As the EU leaders have shot down May’s Chequers plan, it’s likely we’ll be seeing some pretty considerable updates to the Brexit arrangement in the coming weeks and months.
If the government is to continue with Chequers, May will first need keep Tory support for the deal intact. If she doesn’t, she may be face a leadership challenge. At the very least, it would signify to EU negotiators Chequers is not a deal worth compromising over. If the PM does hold onto Chequers support, the next hurdle is successfully getting it approved by the EU – a far bigger task. The summit at the end of this month will address the government’s new, yet to be seen Irish border solution. The UK must produce a workable fix for the deal to move forward, most likely finalising further details in a November summit.    
If May does manage to come to an agreement with the EU it will probably be made by compromising and accepting either a Norway-style deal or a free trade deal, meaning continued access to the single market but far less say over its rules. After that, the government will come face to face with the final hurdle: passing the deal in parliament. If they approve the agreement, Britain will exit the EU on March 29th 2019. However, the possibility MPs may not approve May’s agreement with the EU has appeared increasingly likely. Jeremy Corbyn has certainly suggested the Labour party could vote the deal down in pursuit of a general election. One thing is for certain: if the deal did fail in parliament, there’s no clear direction for what would happen next.

And beyond?

If the PM pulls off a successful agreement with the EU, approved on all sides, the UK will move into a two-year transition period – with talks starting all over again to iron out the details. During this transitional stage, many features of the UK’s membership will continue, such as free movement and access to the single market. This stage is currently due to end on 31st December 2020 – with a complete end to separation proceedings expected to happen sometime in the mid-2020s.
Alternatively, if Theresa May fails to strike a deal with the EU, there could be an extension of negotiation time. If not, Britain will exit the union in March – seeing the removal of EU rules and regulations in trade, immigration and law. Currently the aftermath of a no-deal situation remains unclear. However Christine Lagarde, managing director of the International Monetary Fund, has warned a disruptive exit from the EU could risk pushing the UK into a recession. UK businesses have also issued warnings, major carmakers Honda, Jaguar Land Rover and BMW claiming a no-deal Brexit would result in huge costs, employee cuts and temporary factory closures respectively. Disruption in trade is likely to cause delays at the border – prompting the government to discuss the stockpiling of vital goods, such as medicines, with their European producers.  

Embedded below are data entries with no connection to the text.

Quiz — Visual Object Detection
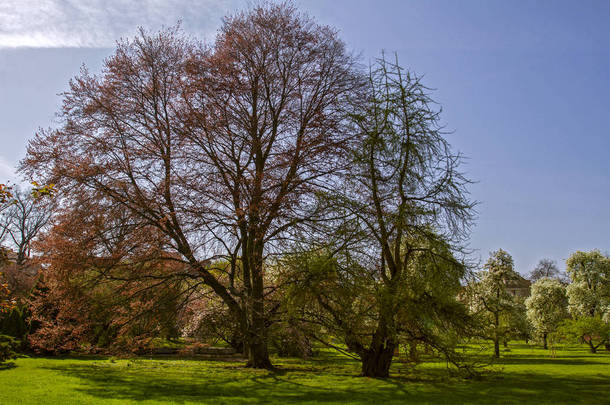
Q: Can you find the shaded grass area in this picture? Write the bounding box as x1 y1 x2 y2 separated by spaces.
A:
0 344 610 405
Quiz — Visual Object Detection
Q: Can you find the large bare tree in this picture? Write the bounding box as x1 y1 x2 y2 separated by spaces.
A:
22 5 360 368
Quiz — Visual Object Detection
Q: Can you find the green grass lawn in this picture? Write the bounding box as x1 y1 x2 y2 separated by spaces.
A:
0 344 610 405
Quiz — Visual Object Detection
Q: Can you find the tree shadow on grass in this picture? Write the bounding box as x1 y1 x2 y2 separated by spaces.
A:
42 363 608 405
0 361 17 371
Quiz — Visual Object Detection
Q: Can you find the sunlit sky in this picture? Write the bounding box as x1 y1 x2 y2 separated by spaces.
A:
0 0 610 274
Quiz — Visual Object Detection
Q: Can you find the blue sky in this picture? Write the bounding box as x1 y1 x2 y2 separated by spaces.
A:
0 0 610 273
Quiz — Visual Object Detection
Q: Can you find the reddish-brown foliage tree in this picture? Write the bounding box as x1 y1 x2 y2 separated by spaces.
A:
22 4 361 368
29 200 189 352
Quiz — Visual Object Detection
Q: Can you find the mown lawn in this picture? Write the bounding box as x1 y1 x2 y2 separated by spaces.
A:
0 344 610 405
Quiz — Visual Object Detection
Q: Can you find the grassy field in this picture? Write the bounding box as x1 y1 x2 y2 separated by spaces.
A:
0 344 610 405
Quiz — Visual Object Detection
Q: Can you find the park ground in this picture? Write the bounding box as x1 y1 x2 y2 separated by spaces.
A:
0 343 610 405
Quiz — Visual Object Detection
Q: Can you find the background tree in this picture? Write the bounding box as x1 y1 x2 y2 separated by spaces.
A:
473 249 518 358
0 189 53 265
559 316 610 353
525 278 568 349
566 250 610 322
530 259 563 282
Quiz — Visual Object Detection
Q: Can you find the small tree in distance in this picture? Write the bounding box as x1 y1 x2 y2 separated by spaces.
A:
529 259 564 282
472 249 519 358
525 278 568 349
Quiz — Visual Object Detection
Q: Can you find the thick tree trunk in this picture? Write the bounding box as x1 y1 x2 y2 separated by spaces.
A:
361 343 396 378
494 312 500 359
542 332 549 350
494 337 500 359
242 242 273 369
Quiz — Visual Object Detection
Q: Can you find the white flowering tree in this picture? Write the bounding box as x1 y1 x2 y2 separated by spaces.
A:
566 250 610 323
525 277 568 349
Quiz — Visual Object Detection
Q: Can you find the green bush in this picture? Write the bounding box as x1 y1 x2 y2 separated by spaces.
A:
0 335 19 364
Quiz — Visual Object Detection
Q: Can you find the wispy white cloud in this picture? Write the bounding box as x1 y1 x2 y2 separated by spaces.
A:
0 0 238 48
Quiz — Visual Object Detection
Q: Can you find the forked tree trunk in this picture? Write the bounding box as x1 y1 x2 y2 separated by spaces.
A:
542 332 549 350
361 343 396 378
494 312 500 359
494 337 500 359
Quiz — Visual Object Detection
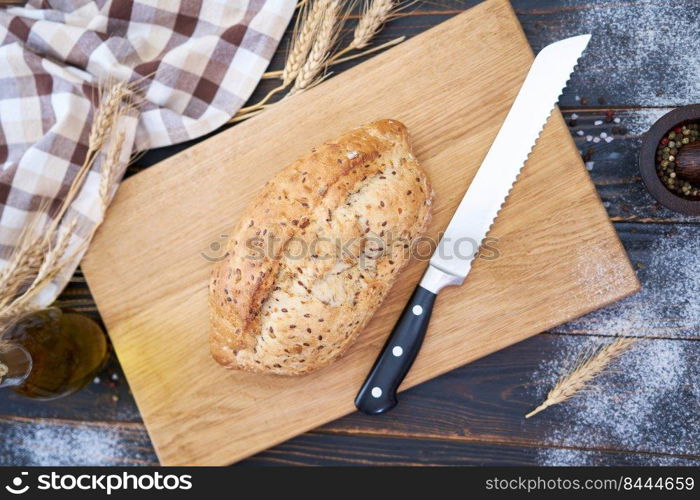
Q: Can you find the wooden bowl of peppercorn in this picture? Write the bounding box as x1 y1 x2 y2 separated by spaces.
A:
639 104 700 215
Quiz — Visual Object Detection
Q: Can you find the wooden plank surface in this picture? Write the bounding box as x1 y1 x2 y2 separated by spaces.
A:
0 0 700 465
83 0 637 465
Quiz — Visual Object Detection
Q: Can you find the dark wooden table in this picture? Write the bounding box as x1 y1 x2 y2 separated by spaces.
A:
0 0 700 465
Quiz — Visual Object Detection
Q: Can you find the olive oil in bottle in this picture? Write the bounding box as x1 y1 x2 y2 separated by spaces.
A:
0 307 107 399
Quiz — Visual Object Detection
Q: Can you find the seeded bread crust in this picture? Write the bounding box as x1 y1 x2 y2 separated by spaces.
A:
209 120 432 375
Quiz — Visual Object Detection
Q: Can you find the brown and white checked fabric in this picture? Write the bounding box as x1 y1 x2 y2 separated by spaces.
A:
0 0 296 305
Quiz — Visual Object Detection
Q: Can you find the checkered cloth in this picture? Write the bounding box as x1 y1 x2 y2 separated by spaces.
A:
0 0 296 305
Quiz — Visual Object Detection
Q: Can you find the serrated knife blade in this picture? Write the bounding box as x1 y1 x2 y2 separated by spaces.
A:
355 35 591 414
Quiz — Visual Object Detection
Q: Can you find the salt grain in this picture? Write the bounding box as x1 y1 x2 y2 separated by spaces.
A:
0 423 156 466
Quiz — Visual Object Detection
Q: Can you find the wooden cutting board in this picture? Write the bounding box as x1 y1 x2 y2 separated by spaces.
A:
83 0 639 465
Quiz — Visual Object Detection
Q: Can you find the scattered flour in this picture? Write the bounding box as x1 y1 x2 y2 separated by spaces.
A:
552 0 700 106
616 107 676 135
557 226 700 339
533 336 700 465
0 423 157 466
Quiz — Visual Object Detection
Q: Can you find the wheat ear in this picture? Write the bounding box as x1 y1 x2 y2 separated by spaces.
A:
525 337 638 418
289 0 346 95
231 0 330 118
0 83 138 328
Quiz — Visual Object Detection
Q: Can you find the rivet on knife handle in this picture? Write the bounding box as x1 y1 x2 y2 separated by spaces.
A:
355 285 436 415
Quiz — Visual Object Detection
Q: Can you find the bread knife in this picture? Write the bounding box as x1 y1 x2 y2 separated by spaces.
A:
355 35 591 415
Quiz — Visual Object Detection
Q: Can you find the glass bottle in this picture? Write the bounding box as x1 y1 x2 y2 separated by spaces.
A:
0 307 107 399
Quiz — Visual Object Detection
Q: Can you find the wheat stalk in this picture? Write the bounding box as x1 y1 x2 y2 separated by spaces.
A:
0 83 139 328
281 0 329 87
525 337 638 418
290 0 345 94
229 0 402 123
349 0 401 50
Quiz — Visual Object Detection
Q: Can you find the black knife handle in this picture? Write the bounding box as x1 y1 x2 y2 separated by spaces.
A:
355 285 437 415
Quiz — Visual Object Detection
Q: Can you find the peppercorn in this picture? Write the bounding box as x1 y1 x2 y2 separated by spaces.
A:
656 120 700 199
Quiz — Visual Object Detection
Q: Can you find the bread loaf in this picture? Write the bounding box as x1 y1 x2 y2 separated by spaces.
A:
209 120 432 375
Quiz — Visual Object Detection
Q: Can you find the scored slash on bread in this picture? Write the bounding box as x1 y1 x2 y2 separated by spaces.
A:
209 120 432 375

Ultimately, it is likely a no-deal exit would spell the end for Theresa May, signifying a clear failure in her political negotiations with the EU. Certainly, if the UK was to leave without a deal, Labour would seize the opportunity to push for a general election – either way, failing to negotiate an agreement would lead to significant political turmoil. With Brexit D-Day currently appearing as a no-deal cliff edge, the pressure is certainly on. Only time will tell how the UK will exit the EU, but as it stands it will be happening on the 29th of March. Watch this space.